AG: Là, l’origine de la captation de musiques sur le terrain (field recording, en anglais, ndlr), est directement liée au domaine scientifique. Jusqu’aux années 1950 et 1960, ce sont presque uniquement des ethnomusicologues qui enregistrent. La pratique n’est pas encore disponible pour le tout venant, notamment en raison du coût des appareils que seules des institutions officielles peuvent prendre en charge.

SetA: Que recherche l'ethnomusicologue ?
AG: Il serait difficile de le résumer en quelques phrases, mais disons que l’ethnomusicologie s’intéresse notamment aux origines de la musique (qui d’après certains serait apparue avant le langage). Qu’est-ce qui, parmi les différentes productions sonores humaines, peut être considéré comme de la musique, et par qui ? Existe-t-il des universaux, c’est-à-dire des traits communs à des groupes humains parfois très éloignés géographiquement, dans la pratique, la manière de penser et les structures de la musique ?
Avec des gens comme Alan Lomax, Hugh Tracey ou Deben Bhattacharya apparaissent ensuite des collecteurs de musiques non plus seulement intéressés par leur portée scientifique, mais aussi par leur valeur patrimoniale et leur capacité à susciter l’émotion. Transmettre ces musiques vers un plus large public est d’une importance capitale.

SetA: Côté technique, on est passé du phonographe au nagra et aujourd’hui aux enregistreurs numériques.

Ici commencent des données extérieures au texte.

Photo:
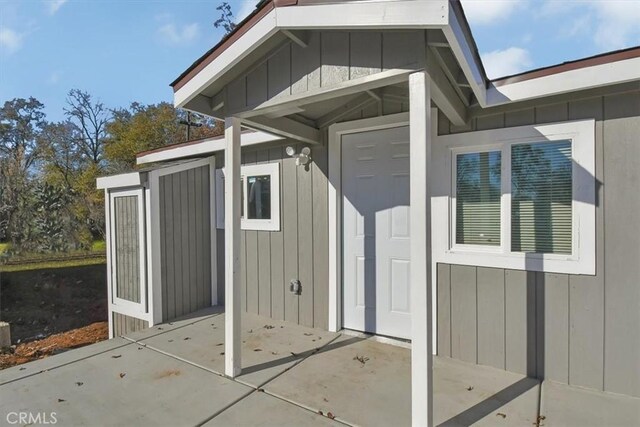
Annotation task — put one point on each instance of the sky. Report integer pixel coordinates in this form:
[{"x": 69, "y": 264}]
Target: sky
[{"x": 124, "y": 51}]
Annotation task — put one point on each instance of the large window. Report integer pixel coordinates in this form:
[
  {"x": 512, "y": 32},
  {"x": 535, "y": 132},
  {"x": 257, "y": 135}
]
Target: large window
[
  {"x": 260, "y": 197},
  {"x": 521, "y": 198}
]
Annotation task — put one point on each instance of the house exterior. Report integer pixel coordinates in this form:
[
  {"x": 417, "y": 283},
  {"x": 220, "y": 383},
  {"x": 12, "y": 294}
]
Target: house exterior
[{"x": 486, "y": 221}]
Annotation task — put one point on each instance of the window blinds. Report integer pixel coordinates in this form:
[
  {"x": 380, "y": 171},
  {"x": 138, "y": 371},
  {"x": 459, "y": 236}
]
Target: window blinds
[
  {"x": 541, "y": 194},
  {"x": 478, "y": 198}
]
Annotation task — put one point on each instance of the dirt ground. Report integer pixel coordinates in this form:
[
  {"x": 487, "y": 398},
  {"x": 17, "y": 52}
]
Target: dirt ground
[
  {"x": 39, "y": 303},
  {"x": 58, "y": 343}
]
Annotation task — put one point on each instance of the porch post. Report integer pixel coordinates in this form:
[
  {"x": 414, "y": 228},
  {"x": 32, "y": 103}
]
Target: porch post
[
  {"x": 232, "y": 334},
  {"x": 420, "y": 197}
]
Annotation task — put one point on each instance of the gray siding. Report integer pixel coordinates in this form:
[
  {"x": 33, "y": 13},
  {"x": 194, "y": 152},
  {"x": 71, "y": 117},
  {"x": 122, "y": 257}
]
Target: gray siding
[
  {"x": 185, "y": 247},
  {"x": 127, "y": 248},
  {"x": 330, "y": 58},
  {"x": 300, "y": 250},
  {"x": 581, "y": 330},
  {"x": 123, "y": 324}
]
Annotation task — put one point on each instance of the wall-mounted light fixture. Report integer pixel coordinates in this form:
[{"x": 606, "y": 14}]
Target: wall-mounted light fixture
[{"x": 303, "y": 158}]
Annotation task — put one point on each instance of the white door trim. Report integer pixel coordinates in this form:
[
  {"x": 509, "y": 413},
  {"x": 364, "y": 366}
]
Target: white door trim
[
  {"x": 336, "y": 132},
  {"x": 334, "y": 184}
]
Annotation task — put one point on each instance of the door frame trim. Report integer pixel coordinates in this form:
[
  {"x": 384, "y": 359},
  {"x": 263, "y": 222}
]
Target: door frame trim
[{"x": 334, "y": 184}]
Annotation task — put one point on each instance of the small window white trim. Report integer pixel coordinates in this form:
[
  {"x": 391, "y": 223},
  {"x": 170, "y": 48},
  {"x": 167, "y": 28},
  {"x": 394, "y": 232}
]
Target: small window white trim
[
  {"x": 271, "y": 169},
  {"x": 583, "y": 257}
]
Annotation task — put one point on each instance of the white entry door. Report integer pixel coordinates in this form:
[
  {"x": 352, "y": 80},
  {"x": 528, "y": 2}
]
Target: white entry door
[{"x": 375, "y": 188}]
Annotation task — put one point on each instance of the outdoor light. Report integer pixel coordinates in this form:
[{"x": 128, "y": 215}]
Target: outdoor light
[{"x": 301, "y": 159}]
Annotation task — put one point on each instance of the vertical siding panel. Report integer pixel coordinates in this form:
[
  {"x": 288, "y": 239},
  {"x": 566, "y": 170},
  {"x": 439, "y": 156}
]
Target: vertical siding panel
[
  {"x": 305, "y": 244},
  {"x": 491, "y": 317},
  {"x": 206, "y": 242},
  {"x": 264, "y": 258},
  {"x": 277, "y": 247},
  {"x": 290, "y": 229},
  {"x": 279, "y": 72},
  {"x": 400, "y": 49},
  {"x": 200, "y": 236},
  {"x": 237, "y": 94},
  {"x": 519, "y": 118},
  {"x": 622, "y": 247},
  {"x": 555, "y": 325},
  {"x": 443, "y": 124},
  {"x": 163, "y": 244},
  {"x": 494, "y": 121},
  {"x": 193, "y": 283},
  {"x": 552, "y": 113},
  {"x": 305, "y": 65},
  {"x": 463, "y": 313},
  {"x": 444, "y": 310},
  {"x": 586, "y": 293},
  {"x": 168, "y": 259},
  {"x": 365, "y": 54},
  {"x": 516, "y": 321},
  {"x": 177, "y": 241},
  {"x": 320, "y": 239},
  {"x": 184, "y": 284},
  {"x": 257, "y": 90},
  {"x": 335, "y": 58}
]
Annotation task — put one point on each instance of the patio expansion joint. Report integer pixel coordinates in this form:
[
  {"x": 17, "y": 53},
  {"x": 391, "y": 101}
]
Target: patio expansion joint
[
  {"x": 62, "y": 364},
  {"x": 260, "y": 389}
]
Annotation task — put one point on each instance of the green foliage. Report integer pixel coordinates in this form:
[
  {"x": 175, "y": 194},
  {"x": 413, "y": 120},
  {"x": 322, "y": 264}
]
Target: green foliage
[{"x": 145, "y": 127}]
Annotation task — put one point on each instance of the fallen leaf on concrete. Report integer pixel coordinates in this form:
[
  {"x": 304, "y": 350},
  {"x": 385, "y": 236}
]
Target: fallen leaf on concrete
[{"x": 361, "y": 359}]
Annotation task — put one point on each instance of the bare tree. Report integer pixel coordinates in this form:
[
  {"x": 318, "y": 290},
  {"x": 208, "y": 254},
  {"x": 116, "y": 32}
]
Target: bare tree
[{"x": 91, "y": 117}]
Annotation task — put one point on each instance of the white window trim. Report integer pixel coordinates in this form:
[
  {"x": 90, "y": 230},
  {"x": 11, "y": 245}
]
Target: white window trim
[
  {"x": 271, "y": 169},
  {"x": 583, "y": 257}
]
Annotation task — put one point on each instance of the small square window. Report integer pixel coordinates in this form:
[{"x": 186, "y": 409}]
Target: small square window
[{"x": 259, "y": 197}]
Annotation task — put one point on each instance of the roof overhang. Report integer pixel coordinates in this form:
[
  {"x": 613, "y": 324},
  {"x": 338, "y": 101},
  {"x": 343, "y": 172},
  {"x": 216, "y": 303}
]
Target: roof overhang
[
  {"x": 273, "y": 18},
  {"x": 201, "y": 147}
]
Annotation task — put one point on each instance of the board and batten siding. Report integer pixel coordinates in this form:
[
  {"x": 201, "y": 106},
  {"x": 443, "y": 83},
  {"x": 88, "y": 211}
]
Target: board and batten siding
[
  {"x": 127, "y": 247},
  {"x": 575, "y": 329},
  {"x": 185, "y": 230},
  {"x": 269, "y": 260},
  {"x": 331, "y": 57}
]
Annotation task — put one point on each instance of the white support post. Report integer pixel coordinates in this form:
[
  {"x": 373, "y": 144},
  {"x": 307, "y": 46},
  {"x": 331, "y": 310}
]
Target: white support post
[
  {"x": 420, "y": 197},
  {"x": 233, "y": 339}
]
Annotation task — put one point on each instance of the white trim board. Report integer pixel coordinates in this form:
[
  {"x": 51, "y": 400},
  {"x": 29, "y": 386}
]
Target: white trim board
[
  {"x": 583, "y": 258},
  {"x": 207, "y": 146},
  {"x": 569, "y": 81}
]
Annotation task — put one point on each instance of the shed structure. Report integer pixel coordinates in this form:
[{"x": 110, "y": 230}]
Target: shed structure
[{"x": 434, "y": 205}]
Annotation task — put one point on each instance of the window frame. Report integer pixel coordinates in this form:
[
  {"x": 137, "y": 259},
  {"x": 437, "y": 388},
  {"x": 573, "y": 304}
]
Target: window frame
[
  {"x": 447, "y": 147},
  {"x": 271, "y": 169}
]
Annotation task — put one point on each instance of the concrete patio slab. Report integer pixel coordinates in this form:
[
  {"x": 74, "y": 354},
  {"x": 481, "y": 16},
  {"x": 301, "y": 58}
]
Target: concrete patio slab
[
  {"x": 269, "y": 347},
  {"x": 130, "y": 385},
  {"x": 48, "y": 363},
  {"x": 336, "y": 380},
  {"x": 564, "y": 405},
  {"x": 260, "y": 409},
  {"x": 179, "y": 323}
]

Cette évolution vers plus de maniabilité a-t-elle fait évoluer le « field recording », tant dans sa pratique que dans ses contenus ?
AG: Jusqu’au milieu du 20e siècle, la durée d’un enregistrement au phonographe est très limitée. Avec l’invention du magnétophone, mais aussi avec les disques 33-tours de longue durée, on a pu donner une meilleure idée de ces sons et musiques et de leur contexte d’exécution.
Il reste que l’usage du matériel le plus sophistiqué n’est jamais une garantie de réussite artistique. Dans l’enregistrement de terrain, l’écoute est une étape primordiale. Savoir réagir de manière sensible, parfois intuitive, à l’irruption de phénomènes sonores intéressants est tout aussi important. La technique ne favorise en rien ces aptitudes.

SetA: Vous expliquez qu’il existe de moins en moins d’espaces vierges, que les captations de sons de la nature sont souvent parasitées par la présence humaine. Faut-il la gommer ? D’autant que le numérique facilite les choses..
AG: La possibilité de manipuler des sons n’a pas attendu le numérique pour se développer. Echantillonner des disques, découper la bande magnétique, accélérer ou décélérer, ajouter des effets : tous ces procédés existent depuis des décennies.
Dans le cadre de l’audio-naturalisme, l’opérateur doit au minimum restituer des enregistrements respectant la cohérence écologique (cohabitation des espèces). Pour le reste, gommer la présence humaine est impossible, l’enregistrement lui-même est dû à la présence et à l’action d’un audio-naturaliste ! Ensuite, en occultant les bruits d’origine anthropique (rumeur urbaine, moteurs d’avions), ne risque-t-on pas de transmettre un fantasme de nature plutôt que sa réalité, même si celle-ci est décevante ? Ce choix revient à l’opérateur.